At this point the SpatRaster has the dimensions, resolution, and crs that I would expect. Next, I used land boundary data from California to remove data from the raster where we would expect to find land based on the vector shape provided. I have to transform the crs, convert to a terra object, then rasterize the layer.

#---- Remove land boundaries from the mask
# Read in land shapefile 
boundaries <- st_read(file.path(data_dir, "01-raw-data/02-ca-county-land-boundaries-raw/California_County_Boundaries/cnty19_1.shp"))
Reading layer `cnty19_1' from data source 
  `/Users/elkewindschitl/Documents/MEDS/kelpGeoMod/final-data/01-raw-data/02-ca-county-land-boundaries-raw/California_County_Boundaries/cnty19_1.shp' 
  using driver `ESRI Shapefile'
Simple feature collection with 69 features and 10 fields
Geometry type: MULTIPOLYGON
Dimension:     XY
Bounding box:  xmin: -13849230 ymin: 3833650 xmax: -12704980 ymax: 5162403
Projected CRS: WGS 84 / Pseudo-Mercator
boundaries <- st_transform(x = boundaries, crs = 4326) # Transform crs to exact crs we want
boundaries <- vect(boundaries) # Make a terra vector object
boundaries <- terra::rasterize(x = boundaries, 
                               y = mask) # Rasterize to a terra raster object with ext of mask
mapview(raster(boundaries),
        col.regions = list("blue4","#c4fbff"),
        layer.name = "Raster Value")
# Right now land = 1. Create a reclassification matrix so land = 0
reclassification_matrix <- matrix(c(NaN, 1, 1, NaN), 
                                  ncol = 2, 
                                  byrow = TRUE) 

# Apply classification matrix
land_bounds <- classify(boundaries, rcl = reclassification_matrix)
mapview(raster(land_bounds),
        col.regions = list("blue4","#c4fbff"),
        layer.name = "Raster Value") # plot to check
mask <- land_bounds # make this the new mask

Great!

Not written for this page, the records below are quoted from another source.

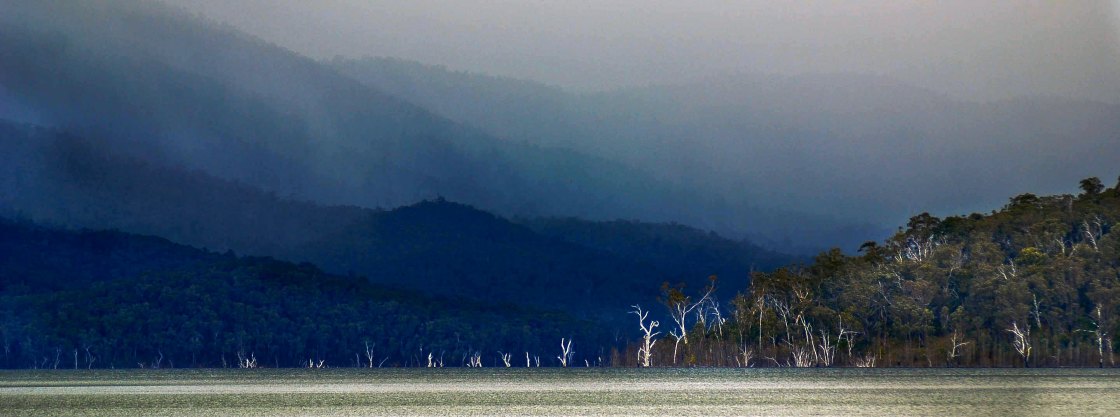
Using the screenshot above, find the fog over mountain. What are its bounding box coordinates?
[175,0,1120,102]
[0,0,1120,253]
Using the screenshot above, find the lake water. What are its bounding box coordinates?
[0,369,1120,417]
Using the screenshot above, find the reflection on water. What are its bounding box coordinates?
[0,369,1120,416]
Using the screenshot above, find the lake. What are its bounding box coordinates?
[0,368,1120,417]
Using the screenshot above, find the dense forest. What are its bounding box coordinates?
[626,178,1120,367]
[0,121,795,321]
[0,178,1120,368]
[0,0,1120,368]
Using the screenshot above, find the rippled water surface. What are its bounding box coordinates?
[0,369,1120,417]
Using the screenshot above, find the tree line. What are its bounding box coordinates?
[624,177,1120,368]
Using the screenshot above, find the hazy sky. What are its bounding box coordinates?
[174,0,1120,102]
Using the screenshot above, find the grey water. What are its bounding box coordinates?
[0,368,1120,416]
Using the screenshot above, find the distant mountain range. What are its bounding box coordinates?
[0,0,1120,367]
[0,123,795,319]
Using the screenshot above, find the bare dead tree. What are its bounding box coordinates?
[631,304,661,368]
[1081,216,1104,252]
[237,351,256,369]
[735,346,755,368]
[557,337,572,368]
[665,286,716,364]
[786,342,813,368]
[851,353,875,368]
[1082,305,1116,368]
[816,328,837,367]
[1007,321,1030,367]
[365,341,377,369]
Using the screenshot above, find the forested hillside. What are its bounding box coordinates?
[330,58,1120,253]
[0,220,613,369]
[627,178,1120,367]
[0,0,718,236]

I now have a mask with values of 1 for the ocean surrounding Santa Barbara and the Channel Islands. This will be used to mask the depth data below. First, though I need read in and manipulate some of the depth data as per the user documentation by NOAA.

# Read in depth data
depth_dat <- terra::rast(file.path(data_dir, "01-raw-data/06-depth-noaa-raw/exportImage.tiff"))

# Plot to visualize
mapview(raster(depth_dat),
        col.regions = list("blue4","green"),
        layer.name = "Depth-Elevation (m)")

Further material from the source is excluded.